Le destin tragique et "merveilleux" de Chocolat
Sur 2.000 affiches et tableaux de clowns de cette époque, aucun n'évoque Chocolat. "C'est quand même scandaleux que cet artiste-là n'ait aucune place dans la mémoire culturelle", s'insurge Gérard Noiriel. "Il y a vraiment là une exclusion de la mémoire".
Rafael de Leïos ou Rafael Padilla, plus connu sous le nom du clown "Chocolat" est né à Cuba en 1868. Vendu à l'âge de 11 ans comme esclave à un riche portugais, il arrive en Europe où il reprend sa liberté en s'enfuyant. Il survit de petits boulots avant de rencontrer en Espagne un clown anglais avec qui il part se produire à Paris.
En France, Rafael fait la connaissance d'un autre clown britannique Georges Tudor Hall, alias "Footit". Ensemble il vont faire les belles heures des salles de spectacles de la capitale, et en particulier du Nouveau-Cirque ou des Folies Bergères, avec un duo noir-blanc emblématique des rapports coloniaux de l'époque.
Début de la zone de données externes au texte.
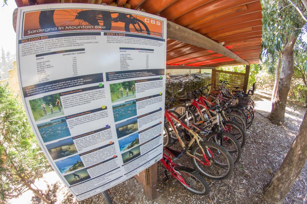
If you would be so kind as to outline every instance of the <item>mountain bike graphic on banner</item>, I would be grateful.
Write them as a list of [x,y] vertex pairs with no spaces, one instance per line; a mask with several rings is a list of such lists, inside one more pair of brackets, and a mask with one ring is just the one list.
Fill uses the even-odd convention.
[[102,10],[65,9],[26,13],[36,21],[24,28],[24,36],[76,31],[121,31],[161,37],[163,22],[140,15]]

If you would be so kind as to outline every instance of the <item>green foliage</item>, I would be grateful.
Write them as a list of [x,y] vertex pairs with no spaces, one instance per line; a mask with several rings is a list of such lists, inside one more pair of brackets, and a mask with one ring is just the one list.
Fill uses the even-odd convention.
[[134,86],[134,90],[135,88],[135,81],[124,81],[122,83],[113,84],[110,85],[110,91],[111,92],[111,98],[112,101],[114,101],[119,98],[122,97],[120,95],[120,92],[119,91],[121,87],[123,89],[123,93],[125,96],[126,94],[126,89],[127,89],[129,90],[129,94],[132,94],[131,87],[132,85]]
[[294,47],[294,53],[293,80],[290,98],[305,103],[307,91],[307,43],[299,39]]
[[[300,0],[293,1],[301,11],[305,8]],[[262,43],[260,59],[268,60],[269,72],[275,71],[278,55],[290,35],[298,36],[305,23],[296,8],[287,0],[262,0]]]
[[[41,108],[42,103],[43,102],[47,108],[50,104],[52,105],[53,106],[52,109],[53,111],[58,110],[59,109],[56,105],[56,99],[61,101],[59,93],[45,96],[42,98],[29,101],[33,117],[36,121],[45,115],[44,111]],[[49,114],[51,112],[51,110],[49,108],[46,108],[46,110],[47,114]]]
[[7,84],[0,84],[0,202],[22,193],[48,168],[22,107]]
[[[247,85],[248,89],[248,87],[252,87],[253,84],[256,82],[256,75],[259,73],[260,68],[261,66],[258,64],[254,64],[251,65],[251,67],[250,68],[249,76],[248,78],[248,84]],[[221,69],[222,70],[240,73],[245,73],[245,65],[243,65],[221,67]],[[228,74],[220,73],[220,75],[222,79],[222,80],[229,81],[228,79],[229,75]]]
[[14,68],[13,62],[15,59],[15,55],[12,55],[9,51],[6,52],[2,47],[1,56],[0,59],[0,80],[5,79],[9,77],[9,70]]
En ce temps là, Jules Ferry expliquait que "Les races supérieures ont le devoir de civiliser les races inférieures". "Chocolat" et Footit vont illustrer ce paradoxe d'une France qui affiche son universalité, mais où le racisme et les principes coloniaux restent très ancrés. Si plus d'un siècle a passé, les préjugés raciaux demeurent et certains hommes politiques français revendiquent toujours la supériorité de certaines "civilisations" sur d'autres.
Une gestuelle que l'on retrouve aujourd'hui dans le hip hop
Quand les Noirs américains sont arrivés, il n'était plus l'exotisme à lui tout seul", raconte Yann Gaël Elléouet, le jeune acteur noir choisi pour jouer Chocolat dans la pièce. Alors qu'il avait été le premier à montrer en France la gestuelle des esclaves noirs américains, des mouvements qu'on retrouve aujourd'hui dans le hip hop,les artistes américains qui arrivent nombreux à Paris éclipsent Chocolat qui meurt dans la misère, avant d'être oublié de tous.
Pour Gérard Noiriel, une autre raison de "la descente aux enfers de Chocolat" est la survenue de l'affaire Dreyfus. "Avec la critique de l'antisémitisme, du racisme, il devient impossible de montrer sur une scène française un noir frappé par un blanc", affirme-t-il. "Les Français ont un peu honte des raisons pour lesquelles on l'avait célébré, c'est la raison pour laquelle il va disparaître de la mémoire collective" malgré son talent, estime l'historien.
Gérard Noiriel a résuscité Chocolat pour illustrer un pan de l'histoire de l'immigration. Mais l'image même de "Chocolat" ne s'est jamais totalement effacée de l'imaginaire populaire grâce aux dessins de son compère noctambule Henri de Toulouse Lautrec, aux affiches publicitaires de la Belle époque qu'il illustra régulièrement et à cette expression familière "être chocolat" (être fait marron) dont il est directement l'inspirateur.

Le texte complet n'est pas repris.